Der Kollwitzplatz in Berlin ist ein Ort, der reiche Eltern dazu einlädt, sich dort jeden Sonnabend von formell Untergebenen die Meinung sagen zu lassen. Hier versammeln sich betuchte Prenzlinger, um sich ihre Portion Berliner Schnauze abzuholen und diese Erfahrung als besonders authentisch und wandelnd abseits der ausgetretenen Pfade zu empfehlen. Es ist fast wie eine Maskerade im Feudalismus, wo sie wissen, dass sie als invasive Spezies in die Stadt eingedrungen sind und alles, was einst cool war, verdrängt haben. Daher suchen sie die Bestrafung und kommen in der Gewissheit, sich von den Verkäufern am Markt tadeln zu lassen.
Ein ehemaliger Currywurst-Verkäufer erinnert sich daran, wie er jede Woche auf dem Markt gearbeitet hat und wie reiche Kunden, wie ein Personal Branding Coach mit hohem Einkommen, entweder autoritär bestellen oder sich bewusst kritisieren lassen. Die Kunden, die anreisen, um vom grumpy Crêpes-Verkäufer bedient zu werden, müssen mit seiner unerbittlichen Art umgehen und bekommen, was sie bestellen, manchmal auch nicht. Das Ganze scheint ein Teil des Rituals zu sein, das die reichen Eltern lieben, um ihre unkonventionelle Seite zu zeigen.

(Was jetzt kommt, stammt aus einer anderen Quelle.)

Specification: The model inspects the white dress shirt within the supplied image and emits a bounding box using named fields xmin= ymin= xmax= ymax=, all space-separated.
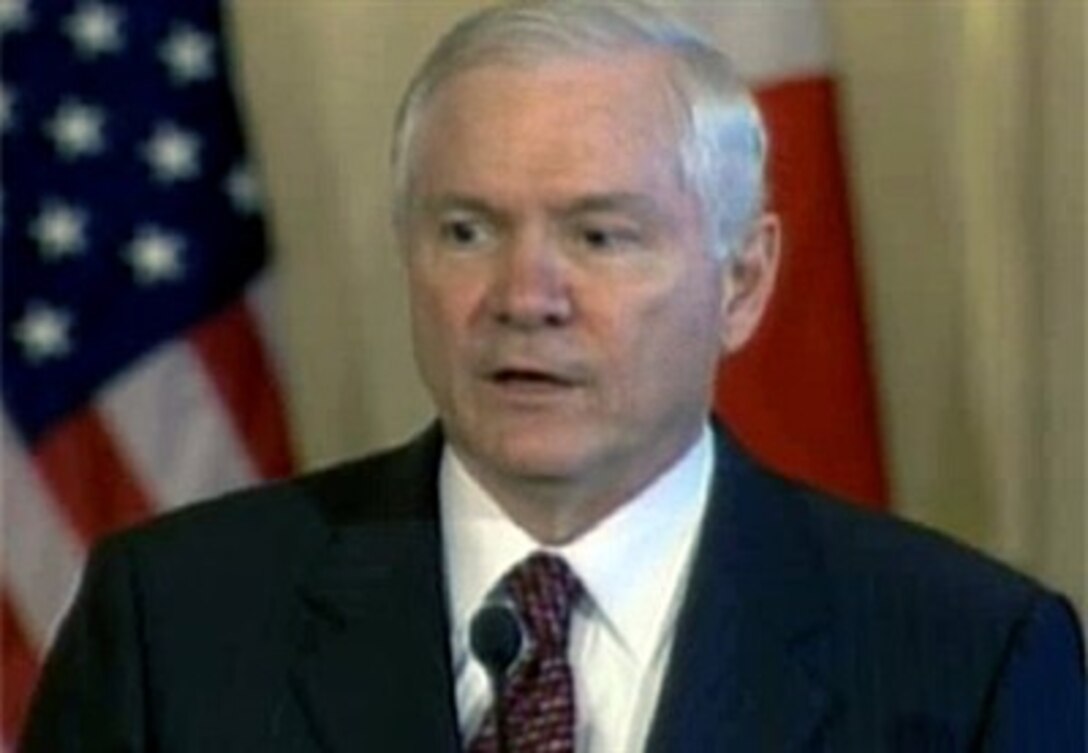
xmin=440 ymin=428 xmax=714 ymax=753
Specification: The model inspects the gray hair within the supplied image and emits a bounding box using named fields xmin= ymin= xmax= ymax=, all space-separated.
xmin=393 ymin=0 xmax=767 ymax=258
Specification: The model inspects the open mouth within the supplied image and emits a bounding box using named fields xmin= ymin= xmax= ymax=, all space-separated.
xmin=491 ymin=369 xmax=573 ymax=387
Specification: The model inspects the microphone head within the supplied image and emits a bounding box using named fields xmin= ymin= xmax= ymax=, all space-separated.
xmin=469 ymin=603 xmax=522 ymax=678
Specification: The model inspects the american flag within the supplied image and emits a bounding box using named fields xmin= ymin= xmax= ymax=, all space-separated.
xmin=0 ymin=0 xmax=292 ymax=746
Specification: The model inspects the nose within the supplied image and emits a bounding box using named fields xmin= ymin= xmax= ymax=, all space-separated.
xmin=491 ymin=227 xmax=573 ymax=330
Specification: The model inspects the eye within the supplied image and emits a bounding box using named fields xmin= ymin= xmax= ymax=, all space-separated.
xmin=438 ymin=217 xmax=494 ymax=249
xmin=578 ymin=224 xmax=642 ymax=251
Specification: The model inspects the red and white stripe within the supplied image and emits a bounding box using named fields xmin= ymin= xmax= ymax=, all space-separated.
xmin=0 ymin=277 xmax=292 ymax=744
xmin=666 ymin=0 xmax=888 ymax=506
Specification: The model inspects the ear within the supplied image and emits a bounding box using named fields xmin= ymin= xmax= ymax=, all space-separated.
xmin=720 ymin=214 xmax=782 ymax=356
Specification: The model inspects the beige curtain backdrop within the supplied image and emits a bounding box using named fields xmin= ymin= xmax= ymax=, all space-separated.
xmin=227 ymin=0 xmax=1088 ymax=610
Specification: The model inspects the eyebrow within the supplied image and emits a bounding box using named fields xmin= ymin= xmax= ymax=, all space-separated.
xmin=418 ymin=192 xmax=659 ymax=215
xmin=564 ymin=192 xmax=658 ymax=215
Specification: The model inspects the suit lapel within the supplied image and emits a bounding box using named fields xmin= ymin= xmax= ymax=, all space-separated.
xmin=646 ymin=432 xmax=832 ymax=753
xmin=293 ymin=432 xmax=458 ymax=753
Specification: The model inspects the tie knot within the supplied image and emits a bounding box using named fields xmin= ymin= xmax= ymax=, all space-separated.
xmin=503 ymin=552 xmax=582 ymax=647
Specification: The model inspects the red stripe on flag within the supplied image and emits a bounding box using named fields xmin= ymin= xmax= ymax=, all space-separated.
xmin=0 ymin=591 xmax=40 ymax=749
xmin=717 ymin=78 xmax=888 ymax=506
xmin=189 ymin=303 xmax=294 ymax=479
xmin=34 ymin=408 xmax=153 ymax=545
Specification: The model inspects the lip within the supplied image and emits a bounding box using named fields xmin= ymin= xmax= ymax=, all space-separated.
xmin=483 ymin=363 xmax=582 ymax=399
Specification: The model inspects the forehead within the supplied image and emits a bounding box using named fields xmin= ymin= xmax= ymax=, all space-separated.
xmin=415 ymin=52 xmax=679 ymax=204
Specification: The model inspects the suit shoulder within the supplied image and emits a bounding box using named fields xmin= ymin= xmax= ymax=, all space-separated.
xmin=800 ymin=490 xmax=1052 ymax=624
xmin=97 ymin=426 xmax=439 ymax=574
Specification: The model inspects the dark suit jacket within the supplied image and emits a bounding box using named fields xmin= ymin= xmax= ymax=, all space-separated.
xmin=22 ymin=430 xmax=1085 ymax=753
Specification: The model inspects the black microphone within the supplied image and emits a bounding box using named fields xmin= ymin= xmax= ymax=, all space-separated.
xmin=469 ymin=602 xmax=524 ymax=753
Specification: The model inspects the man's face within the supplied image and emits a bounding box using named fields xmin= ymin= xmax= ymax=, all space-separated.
xmin=405 ymin=55 xmax=722 ymax=517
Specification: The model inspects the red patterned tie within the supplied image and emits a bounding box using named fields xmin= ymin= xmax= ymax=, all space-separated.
xmin=468 ymin=553 xmax=582 ymax=753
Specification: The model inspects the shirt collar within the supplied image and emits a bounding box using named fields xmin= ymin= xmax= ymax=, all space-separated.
xmin=440 ymin=427 xmax=714 ymax=663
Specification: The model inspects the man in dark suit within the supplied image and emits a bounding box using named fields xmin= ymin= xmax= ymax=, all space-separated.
xmin=24 ymin=1 xmax=1085 ymax=753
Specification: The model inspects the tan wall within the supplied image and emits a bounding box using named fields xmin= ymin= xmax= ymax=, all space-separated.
xmin=227 ymin=0 xmax=1088 ymax=607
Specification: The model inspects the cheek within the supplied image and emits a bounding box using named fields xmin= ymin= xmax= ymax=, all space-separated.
xmin=409 ymin=271 xmax=478 ymax=359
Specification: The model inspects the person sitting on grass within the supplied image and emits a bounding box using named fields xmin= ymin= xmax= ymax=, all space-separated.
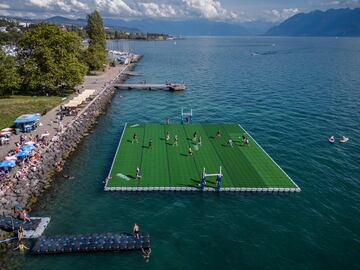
xmin=242 ymin=135 xmax=249 ymax=145
xmin=136 ymin=167 xmax=141 ymax=179
xmin=149 ymin=139 xmax=152 ymax=149
xmin=173 ymin=135 xmax=178 ymax=146
xmin=216 ymin=129 xmax=221 ymax=138
xmin=131 ymin=133 xmax=139 ymax=143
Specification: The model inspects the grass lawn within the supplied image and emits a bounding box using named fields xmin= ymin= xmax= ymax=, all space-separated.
xmin=107 ymin=124 xmax=298 ymax=189
xmin=0 ymin=96 xmax=61 ymax=129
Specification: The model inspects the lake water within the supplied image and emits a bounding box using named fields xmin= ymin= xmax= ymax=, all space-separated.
xmin=2 ymin=37 xmax=360 ymax=270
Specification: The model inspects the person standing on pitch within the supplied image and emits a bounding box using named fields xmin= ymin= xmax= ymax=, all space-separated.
xmin=133 ymin=223 xmax=140 ymax=239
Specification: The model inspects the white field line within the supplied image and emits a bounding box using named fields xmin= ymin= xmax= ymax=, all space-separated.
xmin=238 ymin=124 xmax=301 ymax=191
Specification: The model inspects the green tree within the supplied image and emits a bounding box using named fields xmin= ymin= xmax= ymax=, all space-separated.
xmin=18 ymin=23 xmax=87 ymax=95
xmin=0 ymin=49 xmax=19 ymax=96
xmin=85 ymin=11 xmax=107 ymax=70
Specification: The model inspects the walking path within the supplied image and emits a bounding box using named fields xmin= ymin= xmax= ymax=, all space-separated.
xmin=0 ymin=65 xmax=129 ymax=160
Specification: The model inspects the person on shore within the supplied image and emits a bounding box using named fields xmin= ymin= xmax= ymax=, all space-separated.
xmin=173 ymin=135 xmax=178 ymax=146
xmin=22 ymin=209 xmax=30 ymax=222
xmin=216 ymin=129 xmax=221 ymax=138
xmin=131 ymin=133 xmax=139 ymax=143
xmin=17 ymin=227 xmax=24 ymax=241
xmin=136 ymin=167 xmax=141 ymax=180
xmin=133 ymin=223 xmax=140 ymax=239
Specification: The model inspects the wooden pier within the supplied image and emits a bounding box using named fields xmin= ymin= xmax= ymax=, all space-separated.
xmin=115 ymin=83 xmax=186 ymax=91
xmin=31 ymin=232 xmax=150 ymax=254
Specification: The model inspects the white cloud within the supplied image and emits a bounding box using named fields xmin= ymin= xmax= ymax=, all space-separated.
xmin=70 ymin=0 xmax=90 ymax=11
xmin=0 ymin=3 xmax=10 ymax=9
xmin=28 ymin=0 xmax=55 ymax=8
xmin=138 ymin=3 xmax=177 ymax=18
xmin=183 ymin=0 xmax=231 ymax=19
xmin=95 ymin=0 xmax=141 ymax=17
xmin=264 ymin=8 xmax=300 ymax=22
xmin=27 ymin=0 xmax=90 ymax=13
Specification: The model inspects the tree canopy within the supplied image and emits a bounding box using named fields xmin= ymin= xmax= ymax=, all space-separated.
xmin=18 ymin=23 xmax=87 ymax=95
xmin=85 ymin=11 xmax=107 ymax=70
xmin=0 ymin=49 xmax=19 ymax=96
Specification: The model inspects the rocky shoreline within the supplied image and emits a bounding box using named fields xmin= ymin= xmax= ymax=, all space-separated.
xmin=0 ymin=62 xmax=134 ymax=219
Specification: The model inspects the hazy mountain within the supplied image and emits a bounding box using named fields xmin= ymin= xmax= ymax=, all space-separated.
xmin=1 ymin=16 xmax=274 ymax=36
xmin=112 ymin=19 xmax=271 ymax=36
xmin=266 ymin=8 xmax=360 ymax=36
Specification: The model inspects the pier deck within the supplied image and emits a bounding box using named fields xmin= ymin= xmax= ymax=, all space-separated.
xmin=105 ymin=124 xmax=300 ymax=192
xmin=115 ymin=83 xmax=186 ymax=91
xmin=31 ymin=232 xmax=150 ymax=254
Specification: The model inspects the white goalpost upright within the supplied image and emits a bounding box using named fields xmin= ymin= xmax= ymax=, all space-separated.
xmin=200 ymin=166 xmax=223 ymax=191
xmin=181 ymin=108 xmax=193 ymax=124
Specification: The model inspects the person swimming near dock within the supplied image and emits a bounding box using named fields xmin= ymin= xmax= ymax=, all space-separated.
xmin=133 ymin=223 xmax=140 ymax=239
xmin=131 ymin=133 xmax=139 ymax=143
xmin=14 ymin=242 xmax=29 ymax=252
xmin=136 ymin=167 xmax=141 ymax=179
xmin=173 ymin=135 xmax=178 ymax=146
xmin=148 ymin=139 xmax=152 ymax=149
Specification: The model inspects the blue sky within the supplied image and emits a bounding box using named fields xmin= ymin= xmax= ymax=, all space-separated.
xmin=0 ymin=0 xmax=360 ymax=22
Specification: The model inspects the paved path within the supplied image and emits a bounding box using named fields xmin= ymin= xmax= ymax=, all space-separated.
xmin=0 ymin=65 xmax=128 ymax=160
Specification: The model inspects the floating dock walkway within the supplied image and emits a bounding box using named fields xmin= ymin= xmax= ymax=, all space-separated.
xmin=104 ymin=124 xmax=300 ymax=193
xmin=0 ymin=216 xmax=50 ymax=238
xmin=31 ymin=232 xmax=150 ymax=254
xmin=114 ymin=83 xmax=186 ymax=91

Trotzdem zeigt sich, dass die Bürger Prenzlauer Bergs, die den Markt besuchen, eigentlich genauso kaputt sind wie der Autor selbst, der sich als Gestrandeter ansieht. Der Kollwitzplatz wird zur Côte d’Azur Ost-Berlins erklärt, wo sich alles um das Wohl der Nachkommen und Networking dreht. Doch sobald der Wein fließt, werden die Eltern ungehobelt und der Nachwuchs tobend auf dem Spielplatz zurückgelassen. Was auf dem Markt geschieht, bleibt dort, und die Nachmittage werden zu einer Wiederholung desselben Spektakels am folgenden Wochenende.